Population: Over 400,000
Omaha Hispanic Population: 14%
Omaha Black Population: 13%
Poverty Rate: 16%
Average Income: $28,500
Omaha’s Background Story
Omaha Black Population / Omaha Hispanic Population
In the beginning, the Omaha black population was equal to only a few thousand, with a small community in North Omaha close to what is now Downtown, as a number of people from the rural south moved to the Nebraska city.
During the early 1900s, many blacks and other ethnic groups came to the city of Omaha while working servant type of jobs or on the railroads.
The Omaha black population began in a small section of the North Side, but would later expand towards N. 24th Street and N. 16th Street in the early part of the city’s development years.
24th Street would later become the heart of the Omaha black population, home to a number of businesses and entertainment district.
The Omaha Hispanic population became established during the early and mid-1900s, with many living in area of South Omaha that was close to the local employment opportunities at the time.
‘Hoods & Communities
North Omaha’s black community started to change around the 1960s, as the Omaha black population moved into other areas of the Omaha ghetto on the North Side, outside of the 16th and 24th street areas.
The South Omaha ghetto is mainly home to the Omaha Hispanic community with exception to the housing projects around 29th and T Street, which is mostly made up of black families.

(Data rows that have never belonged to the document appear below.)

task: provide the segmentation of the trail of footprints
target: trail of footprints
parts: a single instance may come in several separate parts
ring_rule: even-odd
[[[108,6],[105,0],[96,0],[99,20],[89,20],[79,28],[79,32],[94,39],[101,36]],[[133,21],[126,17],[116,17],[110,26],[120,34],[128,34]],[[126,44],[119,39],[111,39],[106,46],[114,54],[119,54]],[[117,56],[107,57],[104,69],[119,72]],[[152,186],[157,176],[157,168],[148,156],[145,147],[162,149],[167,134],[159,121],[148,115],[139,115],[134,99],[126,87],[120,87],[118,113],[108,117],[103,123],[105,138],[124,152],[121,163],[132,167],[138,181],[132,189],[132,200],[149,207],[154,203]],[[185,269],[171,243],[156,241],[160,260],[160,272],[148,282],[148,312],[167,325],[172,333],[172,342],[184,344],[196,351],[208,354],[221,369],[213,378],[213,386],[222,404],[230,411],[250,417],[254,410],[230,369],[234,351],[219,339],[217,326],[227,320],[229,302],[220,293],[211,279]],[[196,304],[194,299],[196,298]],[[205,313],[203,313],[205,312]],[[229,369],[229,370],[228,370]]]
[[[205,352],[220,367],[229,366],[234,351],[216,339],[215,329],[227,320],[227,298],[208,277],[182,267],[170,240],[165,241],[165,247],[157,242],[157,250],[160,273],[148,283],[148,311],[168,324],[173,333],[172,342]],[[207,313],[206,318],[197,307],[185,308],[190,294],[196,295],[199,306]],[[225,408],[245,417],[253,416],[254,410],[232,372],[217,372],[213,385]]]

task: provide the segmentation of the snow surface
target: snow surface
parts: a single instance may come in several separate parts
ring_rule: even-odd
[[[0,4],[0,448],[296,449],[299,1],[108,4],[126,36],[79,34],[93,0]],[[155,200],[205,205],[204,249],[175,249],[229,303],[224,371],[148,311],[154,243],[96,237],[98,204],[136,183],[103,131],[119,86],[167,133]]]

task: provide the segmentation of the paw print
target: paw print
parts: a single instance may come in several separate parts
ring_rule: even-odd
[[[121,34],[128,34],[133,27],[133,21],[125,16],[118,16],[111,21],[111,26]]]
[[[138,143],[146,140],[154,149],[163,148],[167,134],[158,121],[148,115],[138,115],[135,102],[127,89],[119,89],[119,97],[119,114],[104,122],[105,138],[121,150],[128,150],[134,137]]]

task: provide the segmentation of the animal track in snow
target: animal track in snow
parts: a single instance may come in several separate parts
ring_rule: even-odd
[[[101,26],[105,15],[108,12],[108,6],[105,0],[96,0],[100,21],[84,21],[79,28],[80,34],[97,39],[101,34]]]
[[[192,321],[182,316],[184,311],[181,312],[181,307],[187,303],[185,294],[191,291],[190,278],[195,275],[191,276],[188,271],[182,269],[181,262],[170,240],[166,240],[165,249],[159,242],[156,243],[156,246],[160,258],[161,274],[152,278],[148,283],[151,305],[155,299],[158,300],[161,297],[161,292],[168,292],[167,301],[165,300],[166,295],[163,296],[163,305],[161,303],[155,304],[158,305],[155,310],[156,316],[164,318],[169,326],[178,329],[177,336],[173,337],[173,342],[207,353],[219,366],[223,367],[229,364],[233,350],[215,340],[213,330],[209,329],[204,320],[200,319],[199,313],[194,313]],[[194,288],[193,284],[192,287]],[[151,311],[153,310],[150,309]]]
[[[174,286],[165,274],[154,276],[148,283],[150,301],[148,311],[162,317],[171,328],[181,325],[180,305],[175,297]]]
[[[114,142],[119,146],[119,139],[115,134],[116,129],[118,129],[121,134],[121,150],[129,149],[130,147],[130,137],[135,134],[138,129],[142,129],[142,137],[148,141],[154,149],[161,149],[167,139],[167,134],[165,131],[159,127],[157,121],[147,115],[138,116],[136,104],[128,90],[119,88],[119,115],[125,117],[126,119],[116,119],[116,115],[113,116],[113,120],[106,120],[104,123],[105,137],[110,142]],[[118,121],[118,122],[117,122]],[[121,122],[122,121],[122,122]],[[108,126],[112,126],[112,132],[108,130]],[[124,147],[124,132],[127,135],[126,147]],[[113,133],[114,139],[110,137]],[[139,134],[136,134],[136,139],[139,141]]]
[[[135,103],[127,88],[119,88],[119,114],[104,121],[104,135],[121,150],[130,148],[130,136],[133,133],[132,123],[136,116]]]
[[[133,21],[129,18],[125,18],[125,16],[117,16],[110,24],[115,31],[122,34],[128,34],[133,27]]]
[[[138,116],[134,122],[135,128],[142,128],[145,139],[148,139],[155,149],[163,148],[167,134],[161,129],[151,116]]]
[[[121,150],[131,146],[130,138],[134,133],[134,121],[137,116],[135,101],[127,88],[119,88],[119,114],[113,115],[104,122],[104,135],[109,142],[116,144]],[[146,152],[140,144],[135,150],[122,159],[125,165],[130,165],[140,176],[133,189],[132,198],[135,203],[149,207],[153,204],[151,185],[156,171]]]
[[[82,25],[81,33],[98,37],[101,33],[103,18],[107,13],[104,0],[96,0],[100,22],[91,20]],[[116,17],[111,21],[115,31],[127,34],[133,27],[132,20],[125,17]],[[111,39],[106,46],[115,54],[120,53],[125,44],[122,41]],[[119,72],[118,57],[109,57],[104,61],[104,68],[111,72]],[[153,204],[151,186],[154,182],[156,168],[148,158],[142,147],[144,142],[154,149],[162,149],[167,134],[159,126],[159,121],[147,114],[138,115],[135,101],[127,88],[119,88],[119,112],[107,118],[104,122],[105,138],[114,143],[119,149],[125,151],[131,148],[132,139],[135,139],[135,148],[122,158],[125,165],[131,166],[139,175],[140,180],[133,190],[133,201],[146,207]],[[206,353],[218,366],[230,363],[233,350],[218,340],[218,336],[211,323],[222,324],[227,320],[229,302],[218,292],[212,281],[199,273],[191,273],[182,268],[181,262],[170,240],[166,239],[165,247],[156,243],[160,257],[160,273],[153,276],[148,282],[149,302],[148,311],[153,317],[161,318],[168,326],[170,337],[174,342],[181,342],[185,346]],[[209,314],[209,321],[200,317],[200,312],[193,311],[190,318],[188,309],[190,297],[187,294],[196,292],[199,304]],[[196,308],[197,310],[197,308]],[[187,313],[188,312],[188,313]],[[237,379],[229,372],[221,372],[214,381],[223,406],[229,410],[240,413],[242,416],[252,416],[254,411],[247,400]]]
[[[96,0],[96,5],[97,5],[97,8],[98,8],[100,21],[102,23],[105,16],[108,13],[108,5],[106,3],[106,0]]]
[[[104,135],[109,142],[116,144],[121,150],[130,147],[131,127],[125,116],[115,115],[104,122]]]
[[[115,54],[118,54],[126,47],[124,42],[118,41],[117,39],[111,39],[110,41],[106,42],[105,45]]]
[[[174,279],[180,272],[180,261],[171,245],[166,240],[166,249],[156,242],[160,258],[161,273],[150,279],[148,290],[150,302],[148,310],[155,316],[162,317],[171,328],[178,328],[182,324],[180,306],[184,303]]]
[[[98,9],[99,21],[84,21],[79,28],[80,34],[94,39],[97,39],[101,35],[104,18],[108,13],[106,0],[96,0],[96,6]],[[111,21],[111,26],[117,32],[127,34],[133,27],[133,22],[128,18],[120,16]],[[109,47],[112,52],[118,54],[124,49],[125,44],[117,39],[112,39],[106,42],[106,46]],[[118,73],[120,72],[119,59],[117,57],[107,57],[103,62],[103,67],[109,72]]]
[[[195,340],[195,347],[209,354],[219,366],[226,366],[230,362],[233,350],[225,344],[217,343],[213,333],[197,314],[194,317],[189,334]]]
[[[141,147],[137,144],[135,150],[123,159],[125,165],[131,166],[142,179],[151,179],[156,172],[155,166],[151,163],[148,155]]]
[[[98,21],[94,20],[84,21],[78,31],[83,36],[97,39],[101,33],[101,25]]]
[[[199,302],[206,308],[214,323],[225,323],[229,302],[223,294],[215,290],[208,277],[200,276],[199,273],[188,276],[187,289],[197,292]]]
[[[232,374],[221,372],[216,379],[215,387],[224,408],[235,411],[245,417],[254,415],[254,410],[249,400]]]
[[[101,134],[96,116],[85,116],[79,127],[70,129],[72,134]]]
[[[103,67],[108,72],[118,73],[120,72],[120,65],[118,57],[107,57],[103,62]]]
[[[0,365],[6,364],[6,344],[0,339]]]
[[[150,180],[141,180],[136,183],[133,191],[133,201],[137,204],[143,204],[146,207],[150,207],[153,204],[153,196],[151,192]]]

In the 90s, the streets of the Omaha ghetto in areas like Little Vietnam (Fontenelle Projects), Killer Park (Miller Park), the Low Ends, and number of blocks on the North Side, helped the city become known as Omaha NeBlastya.
Today the streets are once again changing as people are moving further away with the help of section 8 apartments in far northwestern Omaha and gentrification in areas from around 16th street to 30th street.
*Note: All information is provided through people of the community, outside sources, and research. Some information might not be current and/or 100% accurate.